Slaat de sikkel aan, want de oogst is rijp geworden; komt aan, daalt henen af, want de pers is vol, en de perskuipen lopen over; want hunlieder boosheid is groot.
14 Multitudes, multitudes in the valley of decision! for the day of the LORD is near in the valley of decision.
Menigten, menigten in het dal des dorswagens; want de dag des HEEREN is nabij, in het dal des dorswagens.
15 The sun and the moon are darkened, and the stars withdraw their shining.

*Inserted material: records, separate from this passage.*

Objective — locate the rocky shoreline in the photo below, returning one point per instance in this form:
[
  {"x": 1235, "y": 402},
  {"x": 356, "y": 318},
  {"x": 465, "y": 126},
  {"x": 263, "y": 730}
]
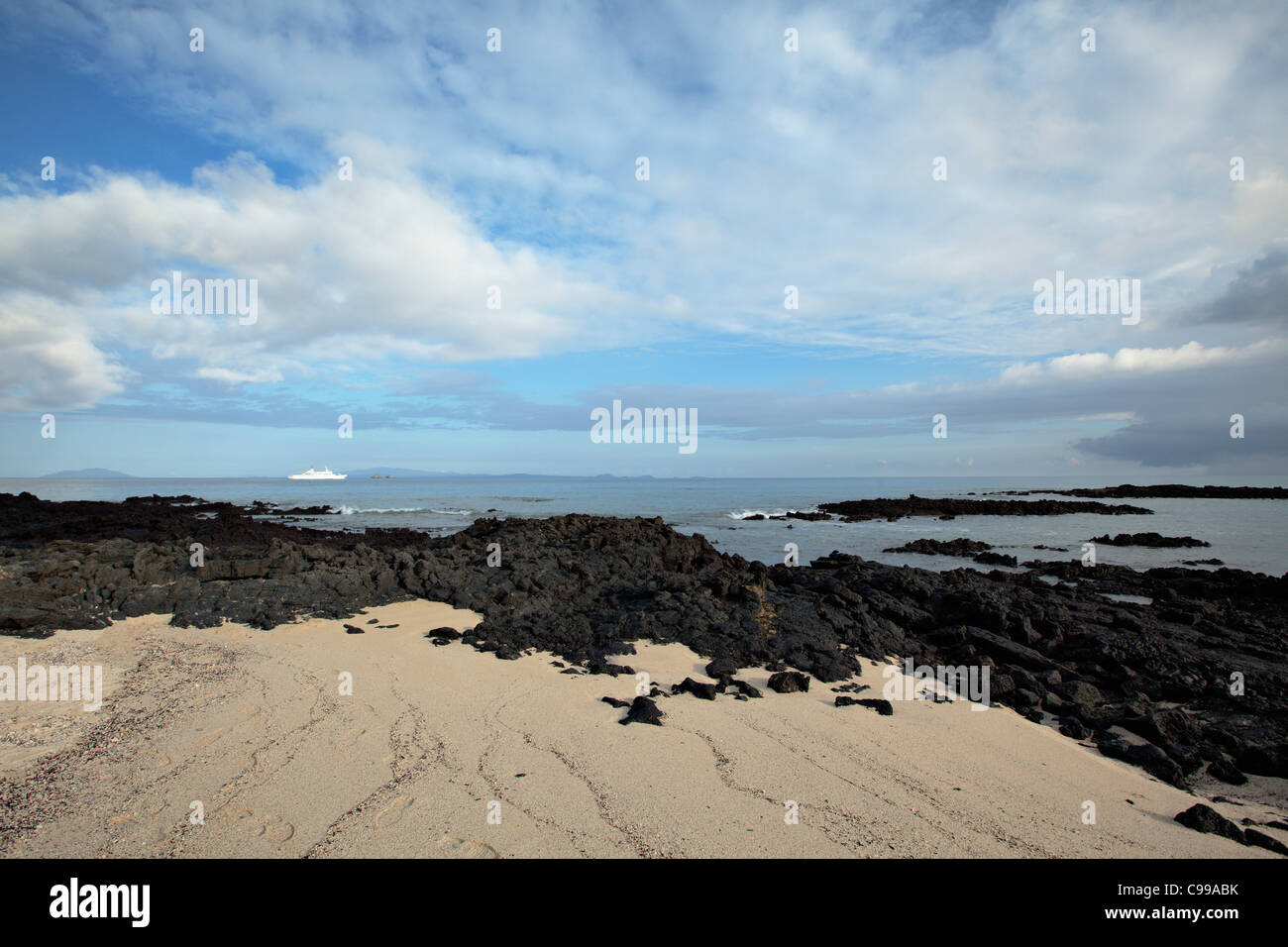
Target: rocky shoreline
[
  {"x": 1151, "y": 684},
  {"x": 951, "y": 508}
]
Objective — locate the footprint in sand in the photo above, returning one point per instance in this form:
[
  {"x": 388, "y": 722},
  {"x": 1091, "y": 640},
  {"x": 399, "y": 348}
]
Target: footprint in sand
[
  {"x": 393, "y": 812},
  {"x": 273, "y": 828},
  {"x": 349, "y": 738},
  {"x": 465, "y": 848},
  {"x": 213, "y": 736}
]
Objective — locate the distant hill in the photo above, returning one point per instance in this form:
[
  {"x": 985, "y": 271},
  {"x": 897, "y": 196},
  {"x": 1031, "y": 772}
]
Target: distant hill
[{"x": 90, "y": 474}]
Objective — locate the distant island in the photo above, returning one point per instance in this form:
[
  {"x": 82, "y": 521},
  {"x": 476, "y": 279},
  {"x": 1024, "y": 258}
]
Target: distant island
[{"x": 90, "y": 474}]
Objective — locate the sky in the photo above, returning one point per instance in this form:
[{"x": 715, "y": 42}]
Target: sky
[{"x": 454, "y": 243}]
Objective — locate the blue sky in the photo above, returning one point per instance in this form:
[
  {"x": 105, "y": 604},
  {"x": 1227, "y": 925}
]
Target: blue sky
[{"x": 767, "y": 169}]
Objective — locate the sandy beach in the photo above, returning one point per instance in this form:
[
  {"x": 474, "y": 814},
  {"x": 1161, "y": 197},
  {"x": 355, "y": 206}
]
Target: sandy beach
[{"x": 446, "y": 751}]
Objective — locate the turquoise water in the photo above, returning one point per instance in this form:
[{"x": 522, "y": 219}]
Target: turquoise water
[{"x": 1244, "y": 534}]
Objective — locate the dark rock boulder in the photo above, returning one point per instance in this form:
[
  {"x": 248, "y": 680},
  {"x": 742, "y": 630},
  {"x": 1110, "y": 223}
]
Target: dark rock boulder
[
  {"x": 789, "y": 682},
  {"x": 1205, "y": 818}
]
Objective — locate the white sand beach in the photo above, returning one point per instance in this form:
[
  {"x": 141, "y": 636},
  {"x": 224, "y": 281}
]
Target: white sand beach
[{"x": 434, "y": 740}]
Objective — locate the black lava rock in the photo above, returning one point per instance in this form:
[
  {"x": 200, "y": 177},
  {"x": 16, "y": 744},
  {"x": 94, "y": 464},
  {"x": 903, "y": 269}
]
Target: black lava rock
[
  {"x": 643, "y": 710},
  {"x": 1205, "y": 818},
  {"x": 789, "y": 682}
]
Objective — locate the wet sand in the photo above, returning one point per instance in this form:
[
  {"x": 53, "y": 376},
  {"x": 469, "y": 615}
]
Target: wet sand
[{"x": 445, "y": 751}]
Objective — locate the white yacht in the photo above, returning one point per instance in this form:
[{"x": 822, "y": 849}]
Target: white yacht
[{"x": 310, "y": 474}]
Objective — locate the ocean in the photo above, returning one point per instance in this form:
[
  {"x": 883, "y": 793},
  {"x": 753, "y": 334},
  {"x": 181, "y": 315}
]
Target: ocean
[{"x": 1244, "y": 534}]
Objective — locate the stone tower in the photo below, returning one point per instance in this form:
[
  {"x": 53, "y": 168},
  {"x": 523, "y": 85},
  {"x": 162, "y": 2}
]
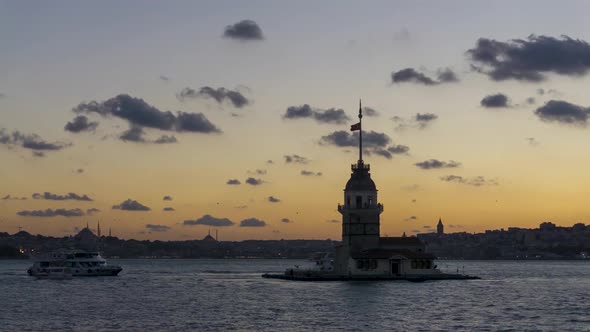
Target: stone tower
[
  {"x": 361, "y": 210},
  {"x": 440, "y": 228}
]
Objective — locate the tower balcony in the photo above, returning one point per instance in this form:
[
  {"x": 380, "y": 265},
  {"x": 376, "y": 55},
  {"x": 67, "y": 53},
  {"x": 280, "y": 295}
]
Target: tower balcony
[{"x": 342, "y": 208}]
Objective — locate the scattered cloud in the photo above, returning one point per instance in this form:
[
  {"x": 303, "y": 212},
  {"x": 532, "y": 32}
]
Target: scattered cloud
[
  {"x": 131, "y": 205},
  {"x": 209, "y": 220},
  {"x": 166, "y": 139},
  {"x": 48, "y": 213},
  {"x": 310, "y": 173},
  {"x": 254, "y": 182},
  {"x": 92, "y": 211},
  {"x": 157, "y": 228},
  {"x": 373, "y": 142},
  {"x": 530, "y": 59},
  {"x": 411, "y": 75},
  {"x": 139, "y": 113},
  {"x": 79, "y": 124},
  {"x": 436, "y": 164},
  {"x": 476, "y": 181},
  {"x": 296, "y": 159},
  {"x": 12, "y": 198},
  {"x": 330, "y": 116},
  {"x": 245, "y": 30},
  {"x": 273, "y": 199},
  {"x": 236, "y": 98},
  {"x": 258, "y": 172},
  {"x": 54, "y": 197},
  {"x": 564, "y": 113},
  {"x": 252, "y": 222},
  {"x": 370, "y": 112},
  {"x": 497, "y": 100},
  {"x": 419, "y": 121},
  {"x": 532, "y": 141}
]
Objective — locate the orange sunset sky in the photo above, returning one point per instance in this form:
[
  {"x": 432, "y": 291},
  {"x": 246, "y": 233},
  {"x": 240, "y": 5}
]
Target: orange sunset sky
[{"x": 474, "y": 113}]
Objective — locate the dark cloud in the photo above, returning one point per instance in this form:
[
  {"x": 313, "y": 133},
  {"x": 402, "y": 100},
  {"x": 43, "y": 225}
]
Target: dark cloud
[
  {"x": 446, "y": 75},
  {"x": 166, "y": 139},
  {"x": 220, "y": 95},
  {"x": 133, "y": 134},
  {"x": 405, "y": 75},
  {"x": 29, "y": 141},
  {"x": 370, "y": 112},
  {"x": 92, "y": 211},
  {"x": 419, "y": 121},
  {"x": 12, "y": 198},
  {"x": 51, "y": 213},
  {"x": 332, "y": 115},
  {"x": 563, "y": 112},
  {"x": 296, "y": 159},
  {"x": 253, "y": 181},
  {"x": 343, "y": 138},
  {"x": 244, "y": 30},
  {"x": 476, "y": 181},
  {"x": 495, "y": 101},
  {"x": 310, "y": 173},
  {"x": 436, "y": 164},
  {"x": 252, "y": 222},
  {"x": 69, "y": 196},
  {"x": 157, "y": 228},
  {"x": 131, "y": 205},
  {"x": 530, "y": 59},
  {"x": 209, "y": 220},
  {"x": 373, "y": 142},
  {"x": 139, "y": 113},
  {"x": 80, "y": 124}
]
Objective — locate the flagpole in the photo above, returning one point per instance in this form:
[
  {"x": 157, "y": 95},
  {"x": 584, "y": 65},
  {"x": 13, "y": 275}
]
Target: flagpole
[{"x": 360, "y": 133}]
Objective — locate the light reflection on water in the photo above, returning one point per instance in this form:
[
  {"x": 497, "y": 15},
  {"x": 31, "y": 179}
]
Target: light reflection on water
[{"x": 208, "y": 295}]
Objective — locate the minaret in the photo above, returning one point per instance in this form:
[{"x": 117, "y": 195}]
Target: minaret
[
  {"x": 361, "y": 210},
  {"x": 440, "y": 228}
]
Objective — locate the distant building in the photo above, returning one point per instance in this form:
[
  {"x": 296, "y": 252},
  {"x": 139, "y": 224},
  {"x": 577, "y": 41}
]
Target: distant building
[{"x": 440, "y": 228}]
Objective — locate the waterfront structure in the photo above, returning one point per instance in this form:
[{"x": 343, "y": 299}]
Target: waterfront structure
[
  {"x": 363, "y": 253},
  {"x": 440, "y": 228}
]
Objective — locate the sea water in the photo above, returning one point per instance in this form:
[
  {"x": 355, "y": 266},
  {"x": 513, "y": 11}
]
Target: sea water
[{"x": 224, "y": 295}]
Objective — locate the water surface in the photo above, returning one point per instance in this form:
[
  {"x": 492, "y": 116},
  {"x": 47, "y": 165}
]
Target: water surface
[{"x": 212, "y": 295}]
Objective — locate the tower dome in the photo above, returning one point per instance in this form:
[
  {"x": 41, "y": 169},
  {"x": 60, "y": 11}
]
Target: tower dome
[{"x": 360, "y": 179}]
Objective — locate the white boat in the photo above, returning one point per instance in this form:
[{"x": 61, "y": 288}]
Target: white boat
[{"x": 78, "y": 263}]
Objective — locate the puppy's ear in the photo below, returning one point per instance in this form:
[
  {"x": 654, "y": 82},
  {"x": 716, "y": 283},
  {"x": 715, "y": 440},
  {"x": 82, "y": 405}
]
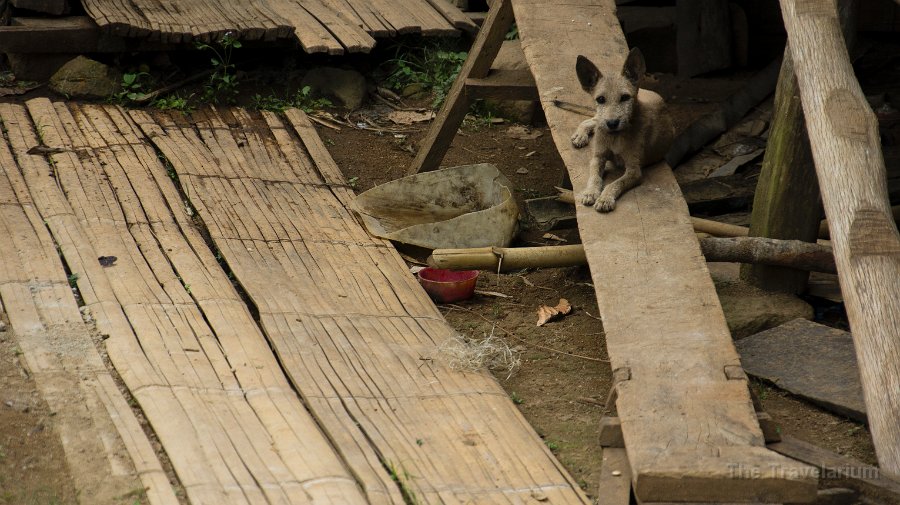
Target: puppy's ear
[
  {"x": 634, "y": 67},
  {"x": 588, "y": 73}
]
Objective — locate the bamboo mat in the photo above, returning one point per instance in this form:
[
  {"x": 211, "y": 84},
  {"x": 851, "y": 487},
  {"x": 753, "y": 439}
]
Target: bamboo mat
[
  {"x": 108, "y": 453},
  {"x": 355, "y": 404},
  {"x": 320, "y": 26}
]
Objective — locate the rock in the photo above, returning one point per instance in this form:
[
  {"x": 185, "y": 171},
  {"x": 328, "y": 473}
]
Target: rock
[
  {"x": 85, "y": 78},
  {"x": 36, "y": 67},
  {"x": 511, "y": 57},
  {"x": 348, "y": 87},
  {"x": 52, "y": 7},
  {"x": 749, "y": 310}
]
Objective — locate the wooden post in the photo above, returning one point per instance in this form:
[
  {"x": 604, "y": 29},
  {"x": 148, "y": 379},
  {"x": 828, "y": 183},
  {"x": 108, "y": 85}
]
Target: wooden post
[
  {"x": 485, "y": 48},
  {"x": 786, "y": 204},
  {"x": 843, "y": 133}
]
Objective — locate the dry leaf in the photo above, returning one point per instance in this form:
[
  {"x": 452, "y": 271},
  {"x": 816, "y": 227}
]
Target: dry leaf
[
  {"x": 522, "y": 133},
  {"x": 546, "y": 314},
  {"x": 405, "y": 117}
]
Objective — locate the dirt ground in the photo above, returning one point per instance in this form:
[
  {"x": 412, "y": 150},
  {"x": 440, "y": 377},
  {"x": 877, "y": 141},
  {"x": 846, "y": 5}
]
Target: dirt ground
[
  {"x": 562, "y": 383},
  {"x": 33, "y": 468}
]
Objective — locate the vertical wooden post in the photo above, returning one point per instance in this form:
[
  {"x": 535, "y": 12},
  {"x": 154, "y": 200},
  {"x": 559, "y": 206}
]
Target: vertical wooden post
[
  {"x": 843, "y": 134},
  {"x": 456, "y": 105},
  {"x": 786, "y": 204}
]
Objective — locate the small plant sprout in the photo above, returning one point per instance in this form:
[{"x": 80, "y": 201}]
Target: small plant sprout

De zon en maan zijn zwart geworden, en de sterren hebben haar glans ingetrokken.
16 And the LORD shall roar from Zion, and utter his voice from Jerusalem; and the heavens and the earth shall shake, but the LORD will be a refuge unto his people, and a strong hold to the children of Israel.
En de HEERE zal uit Sion brullen, en uit Jeruzalem Zijn stem geven, dat hemel en aarde beven zullen; maar de HEERE zal de Toevlucht Zijns volks, en de Sterkte der kinderen Israels zijn.
17 So shall ye know that I am the LORD your God, dwelling in Zion my holy mountain: then shall Jerusalem be holy, and there shall no strangers pass through her any more.
En gijlieden zult weten, dat Ik de HEERE, uw God ben, wonende op Sion, den berg Mijner heiligheid; en Jeruzalem zal een heiligheid zijn, en vreemden zullen niet meer door haar doorgaan.
18 And it shall come to pass in that day, that the mountains shall drop down sweet wine, and the hills shall flow with milk, and all the brooks of Judah shall flow with waters; and a fountain shall come forth of the house of the LORD, and shall water the valley of Shittim.
En het zal te dien dage geschieden dat de bergen van zoeten wijn zullen druipen, en de heuvelen van melk vlieten, en alle stromen van Juda vol van water gaan; en er zal een fontein uit het huis des HEEREN uitgaan, en zal het dal van Sittim bewateren.
19 Egypt shall be a desolation, and Edom shall be a desolate wilderness, for the violence done to the children of Judah, because they have shed innocent blood in their land.
Egypte zal tot verwoesting worden, en Edom zal worden tot een woeste wildernis, om het geweld, gedaan aan de kinderen van Juda, in welker land zij onschuldig bloed vergoten hebben.
20 But Judah shall abide for ever, and Jerusalem from generation to generation.
Maar Juda zal blijven in eeuwigheid, en Jeruzalem van geslacht tot geslacht.
21 And I will cleanse their blood that I have not cleansed: for the LORD dwelleth in Zion.
En Ik zal hunlieder bloed reinigen, dat Ik niet gereinigd had; en de HEERE zal wonen op Sion.